In August and September 1943, Kabiskoy fought in the Chernigov-Pripyat Offensive. In November he participated in the Gomel-Rechitsa Offensive. On 15 September he was awarded the Order of the Red Banner. Kabiskoy provided air cover during the Kalinkovichi-Mozyr Offensive in January 1944 and the Rogachev-Zhlobin Offensive in February. Around this period Kabiskoy joined the Communist Party of the Soviet Union. During the summer of 1944, he fought in the Bobruysk Offensive, Minsk Offensive and the Lublin–Brest Offensive, part of Operation Bagration. On 1 July, he was awarded the title Hero of the Soviet Union and the Order of Lenin for making 314 sorties in 47 air battles and totaling 16 shootdowns. From January 1945 Kabiskoy fought in the Warsaw-Poznan Offensive, part of the Vistula–Oder Offensive, and gained his last shootdown (and only one in 1945) on 16 April 1945. Between February and April he participated in the East Pomeranian Offensive. In April and May he fought in the Berlin Offensive. On 16 April he shot down an Fw 190 southeast of Sachsendorf while flying the Lavochkin La-7. During the war, Kabiskoy made 342 sorties, during which he shot down a total of 16 enemy aircraft, including 12 Fw 190s, one Bf 109, two Ju 88s, and two Focke-Wulf Fw 189s. Kabiskoy also shot down an aerostat on 23 February 1944.

== Postwar ==
Postwar, Kabiskoy continued to serve in the Soviet Air Force. On 15 March 1950 he was killed in a flying accident.
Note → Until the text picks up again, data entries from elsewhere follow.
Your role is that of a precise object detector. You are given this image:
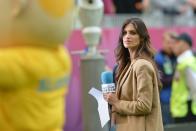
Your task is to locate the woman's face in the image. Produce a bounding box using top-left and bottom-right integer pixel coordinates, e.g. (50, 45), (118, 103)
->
(123, 23), (140, 49)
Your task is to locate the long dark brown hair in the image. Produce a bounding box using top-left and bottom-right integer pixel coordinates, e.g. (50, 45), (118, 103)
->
(114, 18), (160, 88)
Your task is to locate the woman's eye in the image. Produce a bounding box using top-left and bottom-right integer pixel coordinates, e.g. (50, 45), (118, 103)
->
(130, 31), (137, 35)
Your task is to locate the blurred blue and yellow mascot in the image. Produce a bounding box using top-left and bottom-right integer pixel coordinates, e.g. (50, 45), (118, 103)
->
(0, 0), (74, 131)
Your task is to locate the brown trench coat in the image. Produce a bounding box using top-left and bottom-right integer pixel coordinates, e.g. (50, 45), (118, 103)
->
(112, 59), (164, 131)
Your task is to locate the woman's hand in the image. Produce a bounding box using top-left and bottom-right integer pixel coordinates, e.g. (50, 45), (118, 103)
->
(103, 93), (119, 105)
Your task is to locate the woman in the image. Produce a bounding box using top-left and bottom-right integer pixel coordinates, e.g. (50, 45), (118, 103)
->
(104, 18), (163, 131)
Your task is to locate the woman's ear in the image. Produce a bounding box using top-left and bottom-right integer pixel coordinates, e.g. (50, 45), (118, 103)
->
(12, 0), (28, 17)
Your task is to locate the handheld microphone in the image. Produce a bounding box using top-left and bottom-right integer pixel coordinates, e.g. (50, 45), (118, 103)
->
(101, 71), (116, 93)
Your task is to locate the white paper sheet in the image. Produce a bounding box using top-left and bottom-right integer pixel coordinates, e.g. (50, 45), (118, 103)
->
(186, 68), (196, 101)
(88, 87), (110, 128)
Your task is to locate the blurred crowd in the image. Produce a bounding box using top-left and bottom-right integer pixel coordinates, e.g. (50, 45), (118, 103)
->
(155, 31), (196, 125)
(103, 0), (196, 15)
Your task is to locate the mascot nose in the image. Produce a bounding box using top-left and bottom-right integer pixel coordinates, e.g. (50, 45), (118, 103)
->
(38, 0), (74, 17)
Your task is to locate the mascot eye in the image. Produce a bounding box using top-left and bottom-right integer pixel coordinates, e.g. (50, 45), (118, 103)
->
(38, 0), (74, 17)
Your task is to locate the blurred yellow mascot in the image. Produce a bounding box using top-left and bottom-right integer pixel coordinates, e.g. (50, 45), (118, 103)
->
(0, 0), (74, 131)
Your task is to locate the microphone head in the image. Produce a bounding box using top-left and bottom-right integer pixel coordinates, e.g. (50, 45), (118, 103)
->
(101, 71), (114, 84)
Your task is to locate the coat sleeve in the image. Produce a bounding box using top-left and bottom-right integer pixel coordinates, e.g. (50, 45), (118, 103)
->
(114, 63), (153, 115)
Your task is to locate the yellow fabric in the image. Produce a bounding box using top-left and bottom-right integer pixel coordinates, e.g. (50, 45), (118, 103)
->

Kabiskoy was buried in Mikhailovka, where there is a street named for him.

==Awards==
- Hero of the Soviet Union (1 July 1944)
- Order of Lenin (1 July 1944)
- Three Order of the Red Banner (5 November 1942, 15 September 1943, and 2 March 1944)
- Order of Alexander Nevsky (4 June 1945)
- Order of the Patriotic War 1st class (11 July 1943)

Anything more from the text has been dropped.